Pranzo di lavoro a palazzo Chigi: la settimana scorsa il Premier italiano ha invitato a Roma i ministri dell’Economia e del Lavoro di Francia, Germania, Italia e Spagna, per parlare del Consiglio europeo di fine mese.
Si sono accordati sulla richiesta di mettere in moto, quanto prima, il piano per il lavoro da 6 miliardi di euro per contrastare la disoccupazione giovanile.
Letta ha lanciato un SOS: o si cambia qualcosa o le elezioni europee del prossimo anno saranno segnate da un trionfo dell’antipolitica, una rivoluzione contro un’Europa che non è capace di dare soluzioni ai problemi dei suoi cittadini.
I paesi del Sud, Spagna e Italia, si sono seduti al tavolo di palazzo Chigi forti di patti di politica interna con i quali si presenteranno al Consiglio europeo.
Nel caso di Rajoy si tratta del suo primo accordo con i socialisti da quando ha vinto le elezioni.
Nel caso di Letta del patto del Governo che ha salvato il Paese dall’abisso nel quale è precipitato il Movimento 5 Stelle di Beppe Grillo. Si parla molto del rischio che Letta perda l’appoggio degli italiani, della necessità di un’azione rapida per portare a termine una profonda riforma costituzionale. Si parla anche dei pericoli di divisione interna sia nel Pdl che nel Pd.
La cosa certa è che l’accordo di quasi due mesi fa è stato una soluzione di successo quando il disastro sembrava ormai inevitabile. La stabilità della Prima Repubblica italiana si basava su un’instabilità nella quale era possibile che tutti facessero accordi con tutti. Tutto ciò sparì negli anni ‘90.
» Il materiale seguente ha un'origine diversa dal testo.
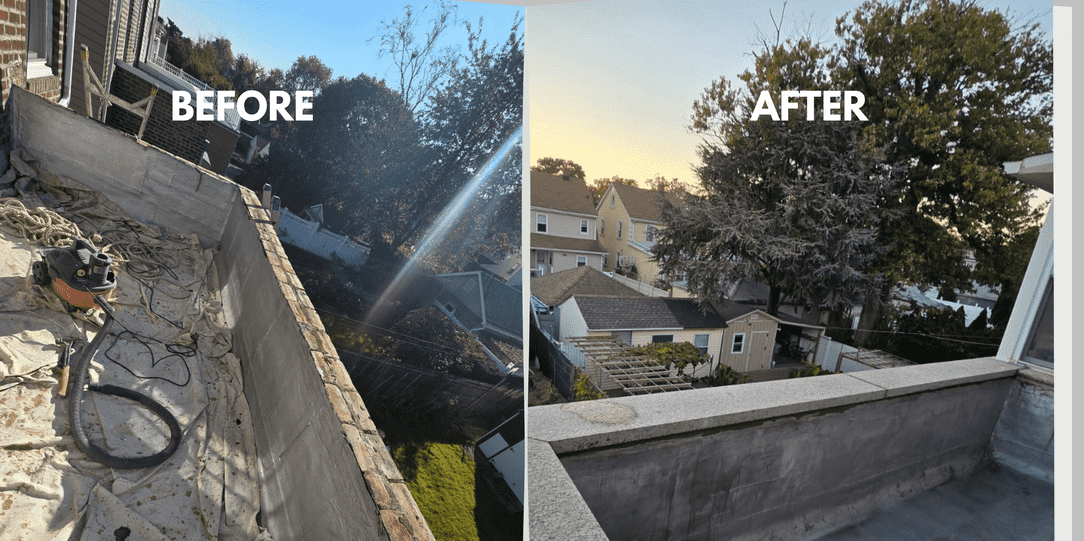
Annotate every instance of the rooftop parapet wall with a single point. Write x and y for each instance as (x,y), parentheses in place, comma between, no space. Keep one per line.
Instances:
(778,460)
(324,471)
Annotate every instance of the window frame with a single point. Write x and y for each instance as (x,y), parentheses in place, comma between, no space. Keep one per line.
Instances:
(737,344)
(707,342)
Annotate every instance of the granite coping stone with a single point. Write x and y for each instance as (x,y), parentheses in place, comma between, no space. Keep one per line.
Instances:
(579,426)
(557,511)
(921,377)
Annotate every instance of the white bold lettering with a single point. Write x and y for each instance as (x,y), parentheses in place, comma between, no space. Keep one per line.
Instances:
(259,101)
(810,97)
(205,104)
(301,105)
(785,102)
(224,102)
(182,105)
(280,100)
(853,100)
(764,106)
(830,105)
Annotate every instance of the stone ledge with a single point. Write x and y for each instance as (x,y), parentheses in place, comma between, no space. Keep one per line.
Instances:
(398,511)
(557,510)
(579,426)
(921,377)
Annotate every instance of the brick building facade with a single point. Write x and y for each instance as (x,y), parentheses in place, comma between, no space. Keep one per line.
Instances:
(31,54)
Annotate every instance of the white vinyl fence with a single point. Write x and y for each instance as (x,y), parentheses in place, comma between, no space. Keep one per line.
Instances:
(307,235)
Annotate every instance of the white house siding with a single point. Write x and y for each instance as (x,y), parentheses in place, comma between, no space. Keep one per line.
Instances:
(571,320)
(756,355)
(563,224)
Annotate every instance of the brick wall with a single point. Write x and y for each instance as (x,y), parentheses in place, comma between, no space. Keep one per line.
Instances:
(183,139)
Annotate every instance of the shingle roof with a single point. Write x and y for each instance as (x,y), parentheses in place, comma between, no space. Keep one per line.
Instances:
(556,287)
(606,313)
(642,204)
(551,242)
(553,192)
(502,303)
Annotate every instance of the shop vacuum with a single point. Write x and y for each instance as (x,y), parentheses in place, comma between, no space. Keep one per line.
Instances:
(84,279)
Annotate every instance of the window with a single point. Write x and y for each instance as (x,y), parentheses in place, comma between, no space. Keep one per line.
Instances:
(738,345)
(649,232)
(38,31)
(700,340)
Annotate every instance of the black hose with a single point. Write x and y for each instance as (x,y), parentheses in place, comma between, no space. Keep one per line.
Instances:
(75,411)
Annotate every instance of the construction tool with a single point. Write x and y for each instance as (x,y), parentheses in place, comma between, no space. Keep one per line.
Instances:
(82,278)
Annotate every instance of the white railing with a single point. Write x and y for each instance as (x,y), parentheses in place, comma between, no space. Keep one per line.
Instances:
(573,353)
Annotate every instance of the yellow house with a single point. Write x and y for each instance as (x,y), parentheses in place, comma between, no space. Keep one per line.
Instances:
(629,219)
(563,226)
E la generazione di italiani che ha 20 anni non ha conosciuto il gioco del compromesso. Nemmeno la generazione di giovani spagnoli nati all’inizio o a metà degli anni ’90 ha conosciuto il patto tra i due grandi partiti politici, il Pp e il Psoe. E per questo sono più scettici.
La sinistra socialista spagnola, prima di fronte alla possibile vittoria di Aznar e poi quando il suo trionfo era certo, decise di rompere il consenso intorno alle grandi questioni di Stato. Si ruppe il grande accordo che rese possibile la Transizione dalla dittatura alla democrazia.
Il dialogo tra i socialdemocratici, i conservatori, il liberali e i democristiani, che forgiò l’Europa del dopoguerra, venne meno qualche anno dopo la caduta del Muro di Berlino.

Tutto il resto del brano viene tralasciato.